Look Closer(26)
I kept waiting for some headline. POLICE RAID HOME OF MURDER VICTIM’S SON. GRACE PARK MAN PROBED IN ST. LOUIS MURDER. Something like that. But it never happened. For months, years, I held my breath, waiting for the other shoe to drop and all of this to be exposed. When they tried to talk to Dr. McMorrow about our conversation the morning after my father’s murder, and I had to fight up to the Missouri Court of Appeals to keep that conversation confidential, I was certain this would all become news. But it never did. It did in St. Louis, but never up in Chicago.
I never disclosed it when I applied to be a professor. Why should I? What was there to disclose? I was kinda, sorta a suspect in a murder, but nothing came of it?

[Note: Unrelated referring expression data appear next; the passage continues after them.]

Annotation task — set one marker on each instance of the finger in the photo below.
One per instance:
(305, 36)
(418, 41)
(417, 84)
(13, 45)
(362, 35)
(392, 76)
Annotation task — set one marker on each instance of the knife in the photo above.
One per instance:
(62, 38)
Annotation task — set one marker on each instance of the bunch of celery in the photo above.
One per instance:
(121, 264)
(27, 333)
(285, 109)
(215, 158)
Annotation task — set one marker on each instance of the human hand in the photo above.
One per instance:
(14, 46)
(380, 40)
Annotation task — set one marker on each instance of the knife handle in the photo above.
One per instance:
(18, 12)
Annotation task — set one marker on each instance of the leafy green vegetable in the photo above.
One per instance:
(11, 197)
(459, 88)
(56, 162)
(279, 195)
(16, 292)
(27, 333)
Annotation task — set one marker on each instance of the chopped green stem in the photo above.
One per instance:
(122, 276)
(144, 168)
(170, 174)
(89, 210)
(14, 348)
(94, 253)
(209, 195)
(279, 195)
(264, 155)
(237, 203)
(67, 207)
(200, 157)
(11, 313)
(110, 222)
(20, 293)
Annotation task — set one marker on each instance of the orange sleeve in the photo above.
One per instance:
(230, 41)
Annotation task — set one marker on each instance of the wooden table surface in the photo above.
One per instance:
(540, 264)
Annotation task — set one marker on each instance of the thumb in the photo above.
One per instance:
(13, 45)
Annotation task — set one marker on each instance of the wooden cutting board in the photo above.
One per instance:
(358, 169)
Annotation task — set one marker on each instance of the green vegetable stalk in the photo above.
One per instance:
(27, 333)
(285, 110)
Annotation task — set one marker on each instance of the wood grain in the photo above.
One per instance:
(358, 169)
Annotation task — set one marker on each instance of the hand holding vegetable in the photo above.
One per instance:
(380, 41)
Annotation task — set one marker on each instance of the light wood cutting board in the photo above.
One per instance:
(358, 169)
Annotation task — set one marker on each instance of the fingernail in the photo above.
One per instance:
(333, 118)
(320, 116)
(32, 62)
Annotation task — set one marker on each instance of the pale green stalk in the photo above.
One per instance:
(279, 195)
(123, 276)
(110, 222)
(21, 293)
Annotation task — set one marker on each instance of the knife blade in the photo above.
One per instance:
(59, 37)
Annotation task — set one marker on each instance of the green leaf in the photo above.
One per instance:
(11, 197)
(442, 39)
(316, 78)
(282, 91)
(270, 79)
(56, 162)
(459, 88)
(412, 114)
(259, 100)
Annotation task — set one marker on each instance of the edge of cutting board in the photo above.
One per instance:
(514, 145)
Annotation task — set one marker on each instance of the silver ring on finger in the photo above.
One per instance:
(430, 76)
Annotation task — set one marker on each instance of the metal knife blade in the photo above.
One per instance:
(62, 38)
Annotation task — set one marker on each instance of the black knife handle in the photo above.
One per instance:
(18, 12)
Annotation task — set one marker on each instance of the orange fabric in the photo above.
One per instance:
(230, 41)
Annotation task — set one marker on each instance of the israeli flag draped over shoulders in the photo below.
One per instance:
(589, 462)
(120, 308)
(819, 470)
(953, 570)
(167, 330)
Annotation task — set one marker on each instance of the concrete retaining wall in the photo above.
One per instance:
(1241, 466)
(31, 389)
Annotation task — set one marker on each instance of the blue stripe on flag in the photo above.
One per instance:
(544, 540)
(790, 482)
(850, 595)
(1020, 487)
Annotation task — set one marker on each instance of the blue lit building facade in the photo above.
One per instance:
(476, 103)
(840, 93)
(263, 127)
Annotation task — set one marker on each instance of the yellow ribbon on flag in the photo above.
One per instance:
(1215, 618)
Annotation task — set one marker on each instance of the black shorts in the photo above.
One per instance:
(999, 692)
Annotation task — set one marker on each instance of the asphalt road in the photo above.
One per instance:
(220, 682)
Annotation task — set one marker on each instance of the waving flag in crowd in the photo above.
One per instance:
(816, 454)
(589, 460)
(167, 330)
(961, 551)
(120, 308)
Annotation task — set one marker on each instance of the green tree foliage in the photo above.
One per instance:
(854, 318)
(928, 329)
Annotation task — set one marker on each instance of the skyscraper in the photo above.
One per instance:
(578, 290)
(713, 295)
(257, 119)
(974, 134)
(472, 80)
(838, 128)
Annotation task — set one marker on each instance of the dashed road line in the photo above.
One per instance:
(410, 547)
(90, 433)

Well, I was more than kinda, sorta a suspect. But nothing ever came of it.
I’m not sure what the police expected to find in the search of my home. Did they think that a murderer would be dumb enough to leave a bunch of evidence lying around his house?
It was almost insulting.
“Do you really think, if I was going to kill my father,” I said to them, the cops, back then, when they hauled me down to St. Louis for questioning, “that I would pick the night before my last final exam in college to do it? What, I’d drive all the way from Grace Park down to St. Louis, stab him in the stomach, then drive another six hours back up, basically get no sleep, then take my last final exam at eight in the morning? What kind of sense would that make?”
“It wouldn’t,” said the cop taking the lead on the case, a detective named Rick Gully. “Which is why it’s the perfect alibi.”
It was hard not to smile.
I got an A on that final, by the way.
? ? ?
“Thank you, Maria,” I say, clapping my hands once. “So the majority held that the police can root through your garbage and obtain evidence of a crime against you without first obtaining a warrant. What did Justice Brennan have to say about that? Anyone besides Maria, who has admirably shouldered the burden so far?”

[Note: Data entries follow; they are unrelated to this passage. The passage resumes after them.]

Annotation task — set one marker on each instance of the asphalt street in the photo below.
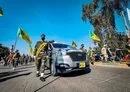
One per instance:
(100, 79)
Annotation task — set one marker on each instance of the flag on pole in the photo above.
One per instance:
(128, 12)
(23, 35)
(30, 49)
(1, 12)
(94, 37)
(74, 44)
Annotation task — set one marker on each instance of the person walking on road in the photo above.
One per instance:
(104, 53)
(40, 53)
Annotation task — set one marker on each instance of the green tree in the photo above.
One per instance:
(4, 50)
(101, 14)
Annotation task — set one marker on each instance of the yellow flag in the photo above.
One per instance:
(74, 44)
(23, 35)
(41, 47)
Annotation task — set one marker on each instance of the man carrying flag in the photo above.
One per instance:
(23, 35)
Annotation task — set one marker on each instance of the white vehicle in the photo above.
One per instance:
(65, 58)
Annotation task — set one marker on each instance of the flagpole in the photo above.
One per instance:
(15, 43)
(90, 38)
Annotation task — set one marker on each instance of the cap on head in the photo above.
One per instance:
(82, 45)
(43, 35)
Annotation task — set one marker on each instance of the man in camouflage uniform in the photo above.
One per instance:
(41, 57)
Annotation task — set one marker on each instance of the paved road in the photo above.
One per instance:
(100, 79)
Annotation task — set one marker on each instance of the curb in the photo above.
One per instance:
(113, 64)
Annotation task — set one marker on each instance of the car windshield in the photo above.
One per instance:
(62, 46)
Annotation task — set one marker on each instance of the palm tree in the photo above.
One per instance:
(101, 14)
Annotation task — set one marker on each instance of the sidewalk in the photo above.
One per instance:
(120, 64)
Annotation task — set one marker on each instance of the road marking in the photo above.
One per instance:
(110, 79)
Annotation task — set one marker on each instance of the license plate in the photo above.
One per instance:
(82, 65)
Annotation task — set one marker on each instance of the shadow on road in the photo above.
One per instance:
(25, 67)
(14, 76)
(76, 73)
(46, 84)
(4, 74)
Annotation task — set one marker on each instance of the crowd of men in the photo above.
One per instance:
(15, 59)
(105, 54)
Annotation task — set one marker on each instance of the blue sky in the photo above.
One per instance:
(58, 19)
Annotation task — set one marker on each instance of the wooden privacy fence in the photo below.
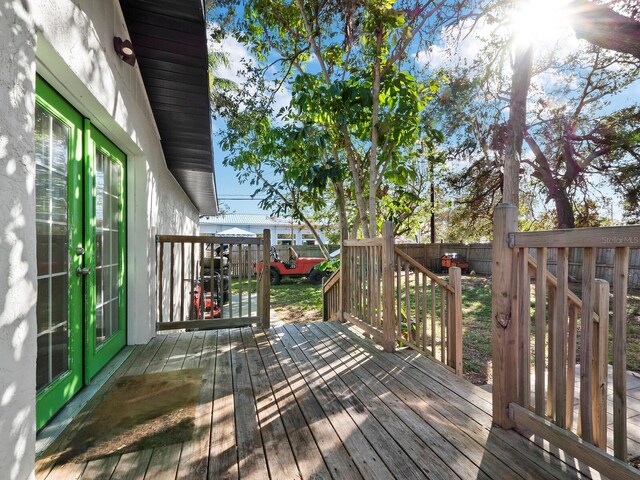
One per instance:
(567, 329)
(396, 300)
(479, 256)
(197, 286)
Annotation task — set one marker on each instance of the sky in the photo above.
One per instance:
(231, 193)
(236, 196)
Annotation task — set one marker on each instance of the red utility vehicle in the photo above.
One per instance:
(454, 260)
(295, 267)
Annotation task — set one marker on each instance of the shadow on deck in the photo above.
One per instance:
(319, 401)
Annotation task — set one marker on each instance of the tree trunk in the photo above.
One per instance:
(520, 82)
(432, 194)
(565, 216)
(314, 232)
(338, 188)
(601, 26)
(373, 154)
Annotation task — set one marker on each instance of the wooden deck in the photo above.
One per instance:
(319, 401)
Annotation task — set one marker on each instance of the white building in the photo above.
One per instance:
(283, 231)
(98, 154)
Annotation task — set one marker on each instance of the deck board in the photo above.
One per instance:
(319, 401)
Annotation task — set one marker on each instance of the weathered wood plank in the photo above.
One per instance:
(101, 469)
(338, 460)
(146, 355)
(210, 323)
(601, 362)
(560, 337)
(251, 456)
(163, 464)
(277, 449)
(209, 239)
(365, 457)
(132, 466)
(195, 351)
(449, 390)
(162, 355)
(406, 457)
(179, 352)
(68, 471)
(434, 457)
(307, 454)
(601, 237)
(572, 335)
(504, 337)
(573, 445)
(540, 336)
(223, 458)
(587, 345)
(620, 288)
(524, 329)
(194, 456)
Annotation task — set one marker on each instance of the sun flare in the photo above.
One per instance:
(540, 22)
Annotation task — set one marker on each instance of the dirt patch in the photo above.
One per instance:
(294, 314)
(138, 412)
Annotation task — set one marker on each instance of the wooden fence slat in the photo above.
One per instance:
(171, 284)
(424, 312)
(540, 344)
(433, 319)
(160, 283)
(551, 375)
(455, 309)
(182, 277)
(560, 336)
(620, 287)
(192, 285)
(587, 344)
(524, 317)
(443, 326)
(601, 361)
(572, 334)
(387, 257)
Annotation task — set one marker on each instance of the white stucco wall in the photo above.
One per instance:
(71, 42)
(17, 240)
(75, 55)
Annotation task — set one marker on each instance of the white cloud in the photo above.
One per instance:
(237, 53)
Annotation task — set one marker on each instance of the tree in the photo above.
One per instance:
(344, 63)
(572, 128)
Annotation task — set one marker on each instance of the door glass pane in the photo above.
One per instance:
(52, 239)
(108, 195)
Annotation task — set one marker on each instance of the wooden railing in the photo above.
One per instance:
(331, 297)
(429, 311)
(396, 300)
(212, 282)
(559, 315)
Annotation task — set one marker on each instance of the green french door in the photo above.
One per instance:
(80, 237)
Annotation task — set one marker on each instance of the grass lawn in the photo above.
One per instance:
(297, 300)
(476, 311)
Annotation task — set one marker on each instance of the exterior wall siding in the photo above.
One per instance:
(17, 240)
(70, 44)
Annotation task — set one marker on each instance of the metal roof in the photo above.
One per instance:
(249, 219)
(170, 42)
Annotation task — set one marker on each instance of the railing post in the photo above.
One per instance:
(503, 314)
(388, 304)
(455, 328)
(344, 276)
(266, 279)
(599, 382)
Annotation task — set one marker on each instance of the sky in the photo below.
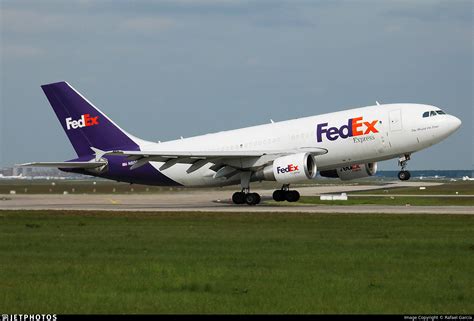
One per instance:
(165, 69)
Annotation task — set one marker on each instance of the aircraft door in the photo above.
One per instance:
(395, 120)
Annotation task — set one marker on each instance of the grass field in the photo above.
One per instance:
(391, 201)
(86, 262)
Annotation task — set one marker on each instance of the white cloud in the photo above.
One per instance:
(22, 21)
(21, 51)
(147, 24)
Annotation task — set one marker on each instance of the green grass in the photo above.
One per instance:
(86, 262)
(390, 200)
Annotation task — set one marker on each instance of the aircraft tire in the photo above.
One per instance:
(238, 198)
(279, 195)
(404, 175)
(292, 196)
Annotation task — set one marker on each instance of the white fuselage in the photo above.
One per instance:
(381, 132)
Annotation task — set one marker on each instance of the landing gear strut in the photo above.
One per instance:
(245, 196)
(404, 175)
(284, 194)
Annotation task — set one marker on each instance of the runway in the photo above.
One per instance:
(213, 201)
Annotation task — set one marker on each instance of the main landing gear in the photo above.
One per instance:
(284, 194)
(245, 197)
(404, 175)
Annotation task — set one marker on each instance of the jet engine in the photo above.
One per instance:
(289, 169)
(351, 172)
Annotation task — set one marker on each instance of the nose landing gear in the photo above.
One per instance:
(404, 175)
(284, 194)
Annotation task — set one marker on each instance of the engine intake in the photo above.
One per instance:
(290, 169)
(351, 172)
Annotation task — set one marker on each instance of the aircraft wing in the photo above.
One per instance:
(235, 159)
(92, 164)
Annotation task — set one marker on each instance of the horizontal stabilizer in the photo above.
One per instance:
(65, 164)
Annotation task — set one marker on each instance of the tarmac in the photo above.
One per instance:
(217, 201)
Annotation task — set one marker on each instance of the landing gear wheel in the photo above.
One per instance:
(238, 198)
(404, 175)
(292, 196)
(252, 198)
(279, 195)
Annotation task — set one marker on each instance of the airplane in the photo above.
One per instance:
(344, 144)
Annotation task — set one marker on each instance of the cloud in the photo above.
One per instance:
(21, 51)
(147, 24)
(23, 21)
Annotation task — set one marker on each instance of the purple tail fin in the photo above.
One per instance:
(84, 124)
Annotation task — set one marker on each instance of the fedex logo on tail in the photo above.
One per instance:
(287, 169)
(85, 121)
(354, 127)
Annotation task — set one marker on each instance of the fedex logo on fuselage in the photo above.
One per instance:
(354, 127)
(85, 121)
(287, 169)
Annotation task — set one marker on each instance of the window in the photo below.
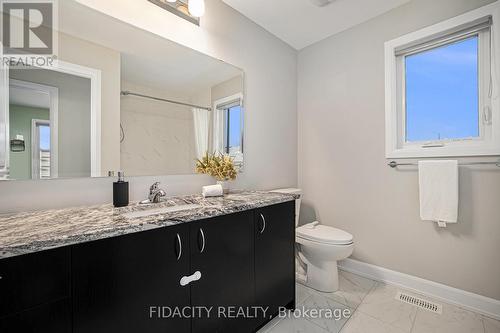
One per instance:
(228, 127)
(232, 130)
(40, 163)
(440, 89)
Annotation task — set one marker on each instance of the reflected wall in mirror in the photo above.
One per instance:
(118, 98)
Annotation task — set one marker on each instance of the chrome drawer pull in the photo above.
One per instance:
(188, 279)
(180, 247)
(263, 223)
(202, 240)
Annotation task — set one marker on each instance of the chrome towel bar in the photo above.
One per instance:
(394, 164)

I dislike the Socratic method, calling on students and grilling them mercilessly. I hated the stress in law school, the anticipation, the dread as you sat in the class and the law professor looked up and down the roll call for the student who’d be put under the laser heat that hour.

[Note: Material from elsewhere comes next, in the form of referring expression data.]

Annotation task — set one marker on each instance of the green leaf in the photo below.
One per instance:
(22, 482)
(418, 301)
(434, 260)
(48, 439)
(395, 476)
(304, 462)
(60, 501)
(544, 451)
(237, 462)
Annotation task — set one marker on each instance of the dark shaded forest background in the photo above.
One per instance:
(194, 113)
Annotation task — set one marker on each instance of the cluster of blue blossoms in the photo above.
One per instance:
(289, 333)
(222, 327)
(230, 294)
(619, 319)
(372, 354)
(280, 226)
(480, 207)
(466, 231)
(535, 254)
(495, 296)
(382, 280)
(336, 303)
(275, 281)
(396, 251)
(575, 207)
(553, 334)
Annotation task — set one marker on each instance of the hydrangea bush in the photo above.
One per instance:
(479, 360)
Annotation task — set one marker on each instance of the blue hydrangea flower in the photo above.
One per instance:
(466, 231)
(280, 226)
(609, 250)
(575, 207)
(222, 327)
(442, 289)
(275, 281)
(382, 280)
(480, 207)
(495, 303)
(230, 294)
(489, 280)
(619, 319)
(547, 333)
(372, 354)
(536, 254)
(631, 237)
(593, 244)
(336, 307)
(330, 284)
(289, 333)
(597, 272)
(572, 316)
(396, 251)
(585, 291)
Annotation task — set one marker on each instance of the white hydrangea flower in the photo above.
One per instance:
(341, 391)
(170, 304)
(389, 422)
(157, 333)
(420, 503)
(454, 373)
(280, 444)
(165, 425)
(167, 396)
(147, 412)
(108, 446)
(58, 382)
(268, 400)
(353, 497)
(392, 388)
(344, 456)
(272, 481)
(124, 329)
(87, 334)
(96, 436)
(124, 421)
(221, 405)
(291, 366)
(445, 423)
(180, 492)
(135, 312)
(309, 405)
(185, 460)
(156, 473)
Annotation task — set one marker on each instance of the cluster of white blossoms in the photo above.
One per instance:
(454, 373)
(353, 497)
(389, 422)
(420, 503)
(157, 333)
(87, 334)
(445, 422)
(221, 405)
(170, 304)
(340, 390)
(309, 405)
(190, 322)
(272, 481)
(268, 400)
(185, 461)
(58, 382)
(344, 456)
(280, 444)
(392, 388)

Make no mistake, once they volunteer, I’ll work them over. They know that. But there are ways to do it that promote critical examination and debate, that hone and sharpen their focus, and ways that do not. Fear, in my mind, does not.
“Brad,” I say, when he raises his hand.
“Justice Brennan disagreed,” he says.
“Yes, Brad, that would be the very definition of a dissent, I believe, but thank you for that reminder. Could I trouble you to elaborate, kind sir?” I bow.
“He said that when people seal up their garbage, they expect it to remain private. We throw things out because we have to throw things out, but we don’t expect that someone will open it up and go through it.”
“But we expect garbage collectors to take it,” I say. “Do we not?”
“We expect them to take our trash and toss it in some landfill,” he says. “Not take it and open it and look through it.”
“But isn’t putting your trash out on the curb the very definition of abandoning your possessory interest in it? Aren’t you saying to the world, I don’t want this stuff anymore?”
“I mean, I guess so.”
“So once you’ve abandoned your property, why do you have the right to expect anything whatsoever from it? Why do you have the right to object to what happens to it?”
There are many answers to that question, many distinctions and subtleties—the lifeblood of the law, what makes it so glorious. The most important part of law school isn’t the ABCs but learning how to think, how to find those distinctions, how to advocate for your position, how to highlight your strengths and minimize your weaknesses. How to fight with passion and reason.
? ? ?
After my early class, I walk down from the law school to the Chicago Title & Trust Building and make it there by ten. Once in the lobby with my Starbucks, I insert the SIM card and power on my green phone. I text:
And how are we this morning?
She replies quickly:
Well, hello, stranger
It’s become her standard start. My response:
Stranger? I don’t think I can be any stranger than I already am.
She replies:
Then how about: hello tall, dark and handsome
That brings a smile to my face. I’m not that tall, my hair is not all that dark, and “handsome” is overstated, but that’s good. I’m even willing to overlook that she didn’t use the Oxford comma. My phone vibrates again:
You’re not strange you’re enigmatic
Nice of her to say so. But no, I’m strange. My phone vibrates again:
I like your darkness. I like being your light.
I breathe out a sigh. At least one thing’s going right in my life.
21
Tuesday, August 30
This is a joyous, thrilling ride, but the end is a cliff. Is this what it feels like to be addicted to a drug, to ingest something because nothing in the present is so important as the feeling that pill or powder gives you, even while you know that the course you’re on will lead to destruction? You do it anyway, because you No, it’s not enough to say that “you do it, anyway”—you not only do it but you want nothing more than to do it, you embrace self-demolition over all else. Does that mean, perhaps, that was the point of it all along, the self-destruction, but you can’t be honest enough with yourself to admit it, so you wrap it up in something superficially and temporarily pleasurable like the high from a pill?